2

I'm trying to get an intuitive grip on SVDs to explore LSI as part of NLP. I understand that it involves the usage of SVDs. As I understand in SVD

$A = SΣU^T$

I understand that $S$ is a matrix of eigenvectors of $A^TA$ and $\Sigma$ is the square root of its eigenvalues as a diagonal matrix.

  1. I don't understand how $U$ is the matrix of eigenvectors of $AA^T$

In LSI, we decompose this SVD matrix to get a shorter vector for each term and document to find out the relative distance between those vectors and the centroid

  1. I don't understand how doing an SVD converts words to their own vectors, by which we can estimate the distance between documents

I'm very new to NLP, I'm finding it hard to get an intuitive sense of the math, I'd sincerely appreciate any help. Is there any books that I can refer to, thanks!

sprajagopal
  • 622
  • 1
  • 5
  • 20

2 Answers2

2

I don't understand how U is the matrix of eigenvectors of A* A(trans)

Correction: $U$ is the matrix of eigenvectors of $AA^T$. If you want to understand this in general read on. Or if your interest in incidental of LSA, then skip to next section.

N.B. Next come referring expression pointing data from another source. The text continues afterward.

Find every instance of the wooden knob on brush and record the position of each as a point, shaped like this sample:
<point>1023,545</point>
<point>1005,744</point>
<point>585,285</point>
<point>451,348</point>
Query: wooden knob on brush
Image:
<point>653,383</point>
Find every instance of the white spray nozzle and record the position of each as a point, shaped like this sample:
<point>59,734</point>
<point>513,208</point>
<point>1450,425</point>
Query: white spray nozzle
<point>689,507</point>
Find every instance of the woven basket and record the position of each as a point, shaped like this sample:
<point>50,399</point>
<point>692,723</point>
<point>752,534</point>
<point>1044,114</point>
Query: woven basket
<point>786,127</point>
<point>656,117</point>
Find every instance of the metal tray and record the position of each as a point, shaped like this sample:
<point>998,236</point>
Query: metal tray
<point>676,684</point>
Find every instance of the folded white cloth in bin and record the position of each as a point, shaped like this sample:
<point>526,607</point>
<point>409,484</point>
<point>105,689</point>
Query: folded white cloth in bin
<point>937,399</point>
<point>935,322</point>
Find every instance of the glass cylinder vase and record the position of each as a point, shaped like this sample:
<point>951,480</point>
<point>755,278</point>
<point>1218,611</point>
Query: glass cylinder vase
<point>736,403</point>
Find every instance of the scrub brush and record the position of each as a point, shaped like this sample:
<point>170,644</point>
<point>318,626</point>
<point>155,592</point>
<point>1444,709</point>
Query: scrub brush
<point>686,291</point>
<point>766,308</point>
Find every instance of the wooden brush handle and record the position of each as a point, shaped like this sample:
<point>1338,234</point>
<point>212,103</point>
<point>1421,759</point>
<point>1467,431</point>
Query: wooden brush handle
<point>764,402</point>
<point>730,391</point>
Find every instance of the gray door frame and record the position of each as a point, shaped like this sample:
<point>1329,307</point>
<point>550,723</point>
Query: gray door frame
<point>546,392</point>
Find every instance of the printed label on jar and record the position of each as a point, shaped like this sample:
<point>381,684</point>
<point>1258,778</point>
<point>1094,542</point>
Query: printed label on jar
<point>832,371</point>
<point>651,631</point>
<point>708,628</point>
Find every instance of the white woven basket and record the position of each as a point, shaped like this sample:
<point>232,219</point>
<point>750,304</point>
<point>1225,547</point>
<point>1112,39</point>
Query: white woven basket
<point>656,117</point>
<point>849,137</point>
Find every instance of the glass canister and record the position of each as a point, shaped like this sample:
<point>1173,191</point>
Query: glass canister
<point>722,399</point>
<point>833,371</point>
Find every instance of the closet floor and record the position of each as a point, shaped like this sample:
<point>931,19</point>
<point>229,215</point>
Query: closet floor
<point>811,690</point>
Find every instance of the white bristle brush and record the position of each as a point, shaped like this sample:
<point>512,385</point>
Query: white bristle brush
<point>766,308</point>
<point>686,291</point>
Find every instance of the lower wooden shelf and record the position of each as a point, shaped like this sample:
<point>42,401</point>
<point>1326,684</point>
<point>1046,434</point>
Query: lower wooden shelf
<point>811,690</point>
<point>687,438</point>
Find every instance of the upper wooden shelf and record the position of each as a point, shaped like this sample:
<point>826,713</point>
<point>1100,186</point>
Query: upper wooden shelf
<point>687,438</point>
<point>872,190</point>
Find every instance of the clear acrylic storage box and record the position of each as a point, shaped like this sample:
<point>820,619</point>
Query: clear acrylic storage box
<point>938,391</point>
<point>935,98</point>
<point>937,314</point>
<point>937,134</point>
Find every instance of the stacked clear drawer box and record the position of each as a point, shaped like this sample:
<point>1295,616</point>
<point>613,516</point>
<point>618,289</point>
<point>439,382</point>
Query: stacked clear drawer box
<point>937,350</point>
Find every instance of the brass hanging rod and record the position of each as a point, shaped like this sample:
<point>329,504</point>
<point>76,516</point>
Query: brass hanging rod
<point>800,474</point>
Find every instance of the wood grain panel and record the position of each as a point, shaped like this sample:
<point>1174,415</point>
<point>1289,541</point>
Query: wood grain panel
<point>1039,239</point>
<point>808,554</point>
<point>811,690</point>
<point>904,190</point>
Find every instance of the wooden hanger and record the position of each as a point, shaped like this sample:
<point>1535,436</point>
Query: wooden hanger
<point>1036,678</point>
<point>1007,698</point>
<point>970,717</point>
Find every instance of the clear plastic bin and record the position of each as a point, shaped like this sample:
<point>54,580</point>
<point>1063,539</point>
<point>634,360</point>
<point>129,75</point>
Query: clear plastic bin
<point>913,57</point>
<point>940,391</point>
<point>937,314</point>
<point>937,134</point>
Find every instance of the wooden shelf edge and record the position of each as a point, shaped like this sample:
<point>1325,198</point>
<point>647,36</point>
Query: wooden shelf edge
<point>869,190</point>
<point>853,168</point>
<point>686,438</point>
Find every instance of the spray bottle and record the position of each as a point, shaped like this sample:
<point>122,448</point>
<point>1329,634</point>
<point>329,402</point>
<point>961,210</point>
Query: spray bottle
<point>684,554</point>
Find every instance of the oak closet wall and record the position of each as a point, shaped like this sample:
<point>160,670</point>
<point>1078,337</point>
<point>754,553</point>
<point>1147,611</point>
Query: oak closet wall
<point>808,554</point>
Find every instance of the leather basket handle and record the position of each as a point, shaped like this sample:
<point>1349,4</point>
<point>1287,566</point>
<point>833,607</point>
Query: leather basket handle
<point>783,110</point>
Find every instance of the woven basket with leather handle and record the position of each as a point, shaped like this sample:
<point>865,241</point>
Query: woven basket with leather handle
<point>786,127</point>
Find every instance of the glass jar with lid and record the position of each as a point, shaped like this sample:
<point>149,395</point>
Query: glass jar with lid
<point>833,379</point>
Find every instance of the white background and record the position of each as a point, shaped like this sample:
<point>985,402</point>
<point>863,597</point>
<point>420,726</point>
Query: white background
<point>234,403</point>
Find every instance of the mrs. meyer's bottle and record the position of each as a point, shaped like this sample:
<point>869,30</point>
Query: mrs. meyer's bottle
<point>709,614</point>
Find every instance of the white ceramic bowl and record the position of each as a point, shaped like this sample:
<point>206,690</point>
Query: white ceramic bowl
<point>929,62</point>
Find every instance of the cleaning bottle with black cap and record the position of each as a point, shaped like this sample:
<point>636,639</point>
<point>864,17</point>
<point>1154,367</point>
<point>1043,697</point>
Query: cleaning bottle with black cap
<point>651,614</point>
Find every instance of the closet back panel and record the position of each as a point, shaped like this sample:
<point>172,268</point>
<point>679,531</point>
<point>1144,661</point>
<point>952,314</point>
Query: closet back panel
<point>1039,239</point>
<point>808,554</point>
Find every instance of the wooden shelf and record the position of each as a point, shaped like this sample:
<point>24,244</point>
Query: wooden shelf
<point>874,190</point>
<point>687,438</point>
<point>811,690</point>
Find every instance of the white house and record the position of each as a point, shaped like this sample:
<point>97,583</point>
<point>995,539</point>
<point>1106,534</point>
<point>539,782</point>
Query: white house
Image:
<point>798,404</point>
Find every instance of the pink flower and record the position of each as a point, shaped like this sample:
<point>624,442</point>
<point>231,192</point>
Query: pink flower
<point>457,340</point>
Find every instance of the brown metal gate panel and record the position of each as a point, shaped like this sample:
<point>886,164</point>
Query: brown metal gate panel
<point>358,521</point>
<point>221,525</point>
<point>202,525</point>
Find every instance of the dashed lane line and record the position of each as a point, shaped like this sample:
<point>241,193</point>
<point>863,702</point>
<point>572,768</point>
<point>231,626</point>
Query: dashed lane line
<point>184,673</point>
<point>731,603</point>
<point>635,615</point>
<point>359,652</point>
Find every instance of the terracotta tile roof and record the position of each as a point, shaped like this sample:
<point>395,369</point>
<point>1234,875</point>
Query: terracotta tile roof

In SVD, we decompose a matrix $X$ three matrice each with useful properties.

$X = USV^T$. Here $U,V$ are unitary matrices: $U^T = U^{-1}$ and same for $V$. $S$ is a diagonal matrix.

The only property we need is that $U,V$ are unitary matrices.

I'm assuming real matrices every where.

Let's start with $XX^T$:

(please note the dimensions at each step as indicated)

$XX^T = USV^T (USV^T)^T$

$XX^T = USV^T_{n \times n} V_{n \times n}S^TU^T$

Here we use $V^TV = I$:

$XX^T = USI_{n \times n} S^T_{n \times m}U^T$

$I_{n \times n} S^T_{n \times m} = S^T$. Notice that $S$ is a diagonal matrix, so $SS^T$ is also diagonal:

$XX^T = U SS^T U^T$

$XX^T = U SS^T U^{-1}$

This is the same expression as the eigen-decomposition.

You can try a similar chain of proof for $X^TX$ to see that $V$ is a set of eigenvectors of $X^TX$.

Distance between documents

In LSI, we decompose this SVD matrix to get a shorter vector for each term and document to find out the relative distance between those vectors and the centroid

I think you mean "approximate" instead of "decompose."

I don't understand how doing an SVD converts words to their own vectors, by which we can estimate the distance between documents

SVD does not convert the words into vectors. The second part of your sentence is correct though: we can estimate distance between documents by using SVD and approximating it.

This is my understanding: Say you have a set of $n$ documents. To represent them in a mathematically, you strip out the common words such as the, a, here, there. In other words, these are words that you believe can appear in all these documents and have no significance.

After this, you count the remaining words in the document and create a column vector, where each word has a score (the number of times it occurs in this document). So far you have represented $1$ document as a column vector.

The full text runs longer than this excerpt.